En marge des Journées cinématographiques de Carthage et un mois avant l’inauguration à Tunis de son multiplexe dédié au cinéma, la Banque arabe internationale de Tunisie (Biat) publie une étude sur les industries culturelles et créatives en Tunisie.

Par Zohra Abid

Cette étude portant sur les questions culturelles (cinéma, musique, édition, théâtre, beaux arts, audiovisuel…), effectuée par une institution privée, a été présentée lors d’une rencontre avec les médias organisée mardi 6 novembre 2018 au siège social de la banque, en présence notamment d’une représentante de l’Agence de promotion des investissements (API), car le sujet porte aussi sur la création d’entreprises à vocation culturelle.

Viabilité de l’économie créative

Mohamed Elyes Ben Rayana, responsable ‘Banque de Financement et d’Investissement’ au sein de la Biat, qui était entouré de ses collègues Khansa Bouassida et Seddika Ben Hassine Khlif (de la direction Communication institutionnelle), ainsi que Malek Ellouze, Héla Hana Garnaoui et leurs collaborateurs de la Fondation Biat, a rappelé que la banque a toujours investi dans le secteur culturel, en soutenant plusieurs projets, actions et événements.

En plus de l’accompagnement des compétences et du soutien aux porteurs d’idées dans le domaine des nouvelles technologies apportés par la Fondation Biat, créée au printemps 2014, l’établissement bancaire a toujours répondu présent à chaque fois qu’il s’est agi de promotion des arts dans leur diversité.
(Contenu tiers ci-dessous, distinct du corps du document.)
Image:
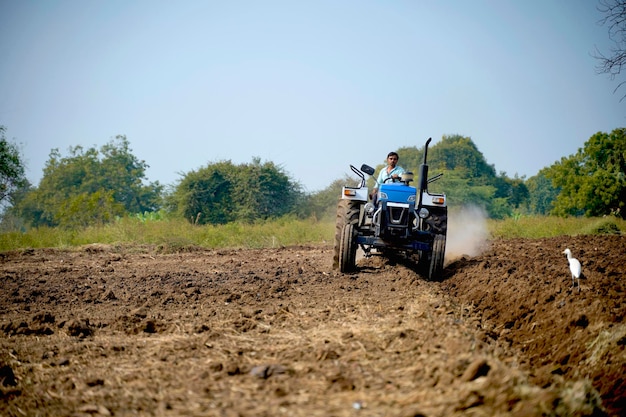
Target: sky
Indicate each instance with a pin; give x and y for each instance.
(312, 86)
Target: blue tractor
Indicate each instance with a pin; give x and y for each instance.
(401, 219)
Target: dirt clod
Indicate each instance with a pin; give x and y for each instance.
(107, 330)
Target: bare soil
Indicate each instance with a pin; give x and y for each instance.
(106, 330)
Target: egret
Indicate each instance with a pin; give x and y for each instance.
(574, 266)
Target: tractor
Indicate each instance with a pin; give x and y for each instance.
(400, 220)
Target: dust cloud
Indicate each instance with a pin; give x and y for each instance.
(467, 232)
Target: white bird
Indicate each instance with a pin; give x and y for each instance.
(574, 266)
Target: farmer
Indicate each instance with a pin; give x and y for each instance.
(391, 172)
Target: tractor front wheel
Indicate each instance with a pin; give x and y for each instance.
(344, 256)
(435, 268)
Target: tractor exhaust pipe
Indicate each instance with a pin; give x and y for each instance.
(423, 174)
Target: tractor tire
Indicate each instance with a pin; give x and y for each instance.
(435, 268)
(347, 249)
(347, 214)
La Biat, souvenons-nous, a contribué à la restauration et à la réhabilitation du Théâtre municipal de Tunis, sponsorisé des galeries de peinture et des artistes peintres, des photographes, des sculpteurs (les œuvres de Rym Karoui qui égayent le siège de la banque en témoignent), ainsi que diverses manifestations, comme le festival Rouhanyet de Nefta, dédié à la musique et au chant mystique, Dream City, Manarat, ou encore les journées de théâtre au Kef…

La Biat est de plus en plus convaincue que l’économie culturelle représente un levier de croissance pour le pays. «La culture est un élément fondamental pour le développement du pays. En tant que banque, on pense également que la culture peut être une industrie qui peut fonctionner grâce à un business model viable. Car la rentabilité économique est importante dans ce genre d’industrie et peut être garantie», a indiqué M. Ben Rayana, en donnant l’exemple de Walt Disney dans l’industrie culturelle, qui est l’une des plus importantes ressources de l’économie des Etats-Unis.

Etats des lieux et potentiel des industries culturelles

Sans pousser la comparaison avec les Etats-Unis, qui sont très avancés dans ce domaine, l’industrie culturelle en Tunisie a un potentiel qu’il s’agit d’explorer, d’identifier et d’exploiter. Et ce sont les hommes et femmes du secteur qui doivent s’y mettre.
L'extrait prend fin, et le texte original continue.